Und doch ist es ein anderes Gefühl, das uns heute erfüllt, ein anderes Halleluja, das heute ertönt, als am Osterfeste, es bricht nicht so plötzlich und gewaltig und laut hervor, sondern es ist als hörten wir es im Himmel erschallen, und dürften es nur leise anbetend, wenn auch unaussprechlich froh, wiederholen.
Das liegt in dem Unterschiede beider Feste. Jenes, das Osterfest, ist das Fest des Sieges selbst, dieses nur die natürliche Folge, die Fortsetzung und Vollendung jenes Sieges. Ist jenes da, so Muß dieses folgen; wir erwarten es, denn der Auferstandene, der Ueberwinder des Todes, kann nicht wieder in's Grab zurückkehren, nicht wieder sterben, und eben so wenig auf Erden, im Reich des Todes und der Sünde bleiben, sondern Er muß gen Himmel fahren, wie Er vom Himmel gekommen ist, und nur im Himmel kann Er bei uns sein alle Tage bis an der Welt Ende.

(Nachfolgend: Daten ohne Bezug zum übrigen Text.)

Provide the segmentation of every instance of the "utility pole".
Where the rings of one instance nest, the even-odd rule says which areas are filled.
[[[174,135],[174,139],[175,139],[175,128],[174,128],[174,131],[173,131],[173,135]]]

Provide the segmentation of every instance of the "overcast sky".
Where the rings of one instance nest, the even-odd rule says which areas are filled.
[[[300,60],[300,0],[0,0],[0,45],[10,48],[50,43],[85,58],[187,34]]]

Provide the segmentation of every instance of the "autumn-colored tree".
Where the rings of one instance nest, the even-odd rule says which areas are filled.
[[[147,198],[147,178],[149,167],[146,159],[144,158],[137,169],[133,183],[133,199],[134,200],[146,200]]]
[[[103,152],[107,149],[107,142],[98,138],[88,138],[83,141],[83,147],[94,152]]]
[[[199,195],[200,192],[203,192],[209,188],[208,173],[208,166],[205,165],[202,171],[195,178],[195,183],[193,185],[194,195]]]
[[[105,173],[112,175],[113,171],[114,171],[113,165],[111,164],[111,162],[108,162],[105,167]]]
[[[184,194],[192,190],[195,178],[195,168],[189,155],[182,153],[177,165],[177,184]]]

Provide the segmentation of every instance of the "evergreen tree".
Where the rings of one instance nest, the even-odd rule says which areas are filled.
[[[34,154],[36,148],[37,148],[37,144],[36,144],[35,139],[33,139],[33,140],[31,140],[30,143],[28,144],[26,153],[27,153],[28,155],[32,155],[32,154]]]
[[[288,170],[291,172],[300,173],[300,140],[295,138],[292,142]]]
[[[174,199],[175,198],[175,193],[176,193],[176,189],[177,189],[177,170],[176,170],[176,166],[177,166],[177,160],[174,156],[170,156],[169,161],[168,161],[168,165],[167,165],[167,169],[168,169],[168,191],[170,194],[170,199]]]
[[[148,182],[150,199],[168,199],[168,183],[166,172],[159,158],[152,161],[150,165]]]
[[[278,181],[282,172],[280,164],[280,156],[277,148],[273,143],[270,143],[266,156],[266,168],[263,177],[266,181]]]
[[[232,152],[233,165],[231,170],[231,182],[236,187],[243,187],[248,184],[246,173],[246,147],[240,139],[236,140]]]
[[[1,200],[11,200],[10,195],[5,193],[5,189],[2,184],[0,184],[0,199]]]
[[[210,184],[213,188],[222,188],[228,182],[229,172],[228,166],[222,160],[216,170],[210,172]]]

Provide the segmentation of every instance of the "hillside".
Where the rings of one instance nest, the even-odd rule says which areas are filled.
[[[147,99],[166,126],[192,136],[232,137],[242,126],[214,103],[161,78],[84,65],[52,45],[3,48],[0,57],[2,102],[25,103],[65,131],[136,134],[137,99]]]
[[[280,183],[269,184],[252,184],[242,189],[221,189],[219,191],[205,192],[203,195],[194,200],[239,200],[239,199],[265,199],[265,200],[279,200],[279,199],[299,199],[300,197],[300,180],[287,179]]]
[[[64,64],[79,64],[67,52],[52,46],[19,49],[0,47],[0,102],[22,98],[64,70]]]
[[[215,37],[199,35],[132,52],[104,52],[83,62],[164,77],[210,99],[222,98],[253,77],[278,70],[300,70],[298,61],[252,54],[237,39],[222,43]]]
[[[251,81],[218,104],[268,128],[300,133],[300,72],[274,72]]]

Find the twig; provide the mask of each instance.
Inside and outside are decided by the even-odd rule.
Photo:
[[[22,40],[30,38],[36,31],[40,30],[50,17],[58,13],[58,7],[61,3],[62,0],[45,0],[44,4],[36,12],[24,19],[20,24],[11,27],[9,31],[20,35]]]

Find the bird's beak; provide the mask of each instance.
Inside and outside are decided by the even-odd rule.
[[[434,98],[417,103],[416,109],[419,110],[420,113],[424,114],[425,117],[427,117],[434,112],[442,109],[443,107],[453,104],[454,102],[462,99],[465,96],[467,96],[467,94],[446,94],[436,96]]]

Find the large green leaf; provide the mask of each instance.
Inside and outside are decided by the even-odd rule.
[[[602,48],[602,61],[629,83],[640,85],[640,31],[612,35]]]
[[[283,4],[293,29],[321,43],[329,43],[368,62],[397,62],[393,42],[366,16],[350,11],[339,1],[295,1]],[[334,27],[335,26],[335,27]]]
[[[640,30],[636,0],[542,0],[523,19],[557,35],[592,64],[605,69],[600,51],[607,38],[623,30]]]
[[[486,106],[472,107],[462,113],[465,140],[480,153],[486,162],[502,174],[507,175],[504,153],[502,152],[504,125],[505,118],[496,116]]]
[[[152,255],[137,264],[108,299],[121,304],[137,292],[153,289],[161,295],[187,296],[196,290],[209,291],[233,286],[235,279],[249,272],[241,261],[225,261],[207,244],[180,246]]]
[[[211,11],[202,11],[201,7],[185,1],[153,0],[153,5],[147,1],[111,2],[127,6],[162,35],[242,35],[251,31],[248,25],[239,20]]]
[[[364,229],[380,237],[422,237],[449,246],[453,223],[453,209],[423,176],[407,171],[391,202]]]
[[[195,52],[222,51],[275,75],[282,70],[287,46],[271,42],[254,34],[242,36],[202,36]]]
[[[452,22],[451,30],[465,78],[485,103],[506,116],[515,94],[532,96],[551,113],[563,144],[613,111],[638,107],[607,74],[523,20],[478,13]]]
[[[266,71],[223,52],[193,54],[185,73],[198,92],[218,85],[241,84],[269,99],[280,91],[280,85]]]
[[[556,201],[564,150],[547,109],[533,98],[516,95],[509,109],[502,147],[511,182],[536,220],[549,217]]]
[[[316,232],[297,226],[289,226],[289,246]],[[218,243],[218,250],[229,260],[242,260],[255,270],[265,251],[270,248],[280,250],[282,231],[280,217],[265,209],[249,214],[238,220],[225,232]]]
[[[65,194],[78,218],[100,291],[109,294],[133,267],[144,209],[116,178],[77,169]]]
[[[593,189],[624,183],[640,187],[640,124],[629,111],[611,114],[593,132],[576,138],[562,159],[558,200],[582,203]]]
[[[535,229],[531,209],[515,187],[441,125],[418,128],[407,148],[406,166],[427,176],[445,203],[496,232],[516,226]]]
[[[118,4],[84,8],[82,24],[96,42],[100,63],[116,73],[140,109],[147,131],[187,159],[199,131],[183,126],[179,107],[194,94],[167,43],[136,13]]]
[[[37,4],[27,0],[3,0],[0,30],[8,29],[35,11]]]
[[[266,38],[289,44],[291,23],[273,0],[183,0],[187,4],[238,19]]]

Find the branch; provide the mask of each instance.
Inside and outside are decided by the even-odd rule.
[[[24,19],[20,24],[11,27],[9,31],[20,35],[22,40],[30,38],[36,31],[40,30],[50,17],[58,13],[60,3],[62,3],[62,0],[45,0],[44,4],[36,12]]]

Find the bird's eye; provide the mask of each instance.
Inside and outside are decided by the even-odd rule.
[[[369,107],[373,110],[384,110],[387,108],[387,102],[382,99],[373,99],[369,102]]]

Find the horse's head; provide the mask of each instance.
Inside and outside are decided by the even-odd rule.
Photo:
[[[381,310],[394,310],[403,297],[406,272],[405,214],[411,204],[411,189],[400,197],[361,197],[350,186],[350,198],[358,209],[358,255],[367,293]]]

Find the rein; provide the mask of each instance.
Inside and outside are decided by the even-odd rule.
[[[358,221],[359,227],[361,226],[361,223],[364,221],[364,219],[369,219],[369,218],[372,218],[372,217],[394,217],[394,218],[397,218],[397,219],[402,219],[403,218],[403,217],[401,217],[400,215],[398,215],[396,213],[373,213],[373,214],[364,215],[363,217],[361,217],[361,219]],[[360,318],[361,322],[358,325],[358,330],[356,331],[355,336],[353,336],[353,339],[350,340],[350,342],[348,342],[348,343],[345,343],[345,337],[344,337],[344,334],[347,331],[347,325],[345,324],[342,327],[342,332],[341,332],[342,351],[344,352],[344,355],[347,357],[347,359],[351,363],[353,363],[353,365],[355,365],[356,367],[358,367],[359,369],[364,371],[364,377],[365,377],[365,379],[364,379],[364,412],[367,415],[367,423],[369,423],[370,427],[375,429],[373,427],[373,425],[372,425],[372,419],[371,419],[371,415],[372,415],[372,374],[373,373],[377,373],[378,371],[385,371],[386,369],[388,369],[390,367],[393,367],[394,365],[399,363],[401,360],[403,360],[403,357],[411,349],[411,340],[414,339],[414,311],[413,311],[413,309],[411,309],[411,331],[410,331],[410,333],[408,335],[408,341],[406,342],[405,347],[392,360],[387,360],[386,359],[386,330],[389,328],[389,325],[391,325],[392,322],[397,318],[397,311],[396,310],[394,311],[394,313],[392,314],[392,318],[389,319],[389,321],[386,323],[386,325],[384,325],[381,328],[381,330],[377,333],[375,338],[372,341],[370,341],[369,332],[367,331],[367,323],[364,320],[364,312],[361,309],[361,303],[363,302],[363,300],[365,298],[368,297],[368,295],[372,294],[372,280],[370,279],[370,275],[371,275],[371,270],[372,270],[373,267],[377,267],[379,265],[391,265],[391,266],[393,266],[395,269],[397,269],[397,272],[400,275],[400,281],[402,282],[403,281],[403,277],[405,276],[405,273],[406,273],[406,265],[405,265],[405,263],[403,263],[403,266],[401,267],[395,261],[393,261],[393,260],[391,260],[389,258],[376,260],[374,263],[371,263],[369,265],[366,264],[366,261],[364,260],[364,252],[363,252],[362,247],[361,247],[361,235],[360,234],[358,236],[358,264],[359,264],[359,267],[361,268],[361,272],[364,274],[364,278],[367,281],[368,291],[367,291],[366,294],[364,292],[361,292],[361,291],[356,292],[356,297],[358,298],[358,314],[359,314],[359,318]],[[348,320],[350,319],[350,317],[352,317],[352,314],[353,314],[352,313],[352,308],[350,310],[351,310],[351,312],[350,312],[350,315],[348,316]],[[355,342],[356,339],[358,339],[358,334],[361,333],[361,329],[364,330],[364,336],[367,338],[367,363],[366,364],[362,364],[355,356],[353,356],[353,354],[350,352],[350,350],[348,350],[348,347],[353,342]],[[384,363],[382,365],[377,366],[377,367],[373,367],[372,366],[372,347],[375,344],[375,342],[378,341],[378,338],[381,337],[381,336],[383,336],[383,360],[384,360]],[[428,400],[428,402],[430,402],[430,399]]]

Aber auch diese Himmelfahrt selbst ist also nichts anders, als die Frucht Seines Todes, die höchste und letzte Stufe Seiner Erhöhung, und so muß Seine Erhöhung, und so muß Alles aus Seinem Leiden und Tode hervorgehen. Der Charfreitag bringt Ostern, Ostern bringt die Himmelfahrt, und diese das Pfingstfest. - Darum, Geliebte, wollen wir die Kraft und den Segen der Himmelfahrt Jesu genießen, so müssen wir erst der Kraft Seines Todes theilhaftig werden. Wohlan, das laßt uns heute bedenken; so möge unsre Feier sein. Darum laßt uns beten. Herr, du Erhöhter, du Erhabner, der Du in der Höhe und im Heiligthum wohnest, und bei denen, die demüthigen Geistes sind - Ja Herr, nun bist Du es ganz, nun kannst Du in uns, wie über uns, herrschen; nun Alles erfüllen und uns nahe sein. Darum kommen wir denn auch zu Dir voll Vertrauen, tiefgebeugt, und doch freimüthig, und bitten um Alles, was wir bedürfen, da Dir alle Gewalt gegeben ist im Himmel und auf Erden. O wie drückt uns noch das Leiden dieser Erde, die Angst und Macht der Sünde und des Todes! Wie haben wir aller Deiner Kraft und Herrlichkeit, wie aller Deiner Liebe und Barmherzigkeit nöthig! O Herr, gieb sie uns, lehre uns dich ganz erkennen und uns selbst, unsere Sünde und Deine Gnade. Ja sende Deinen heiligen Geist herab in unsere Herzen, wohne, herrsche, leuchte in uns, und segne diese Feier, diesen Tag, diese Stunde an unsern Herzen.
Text: Koloss. 3,1-4.
Seid ihr nun mit Christo auferstanden; so suchet, was droben ist, da Christus ist, sitzend zu der Rechten Gottes. Trachtet nach dem, das droben ist, nicht nach dem, das auf Erden ist. Denn ihr seid gestorben/ und euer Leben ist verborgen mit Christo in Gott. Wenn aber Christus, euer Leben, sich offenbaren wird; dann werdet Ihr auch offenbar werden mit ihm, in der Herrlichkeit.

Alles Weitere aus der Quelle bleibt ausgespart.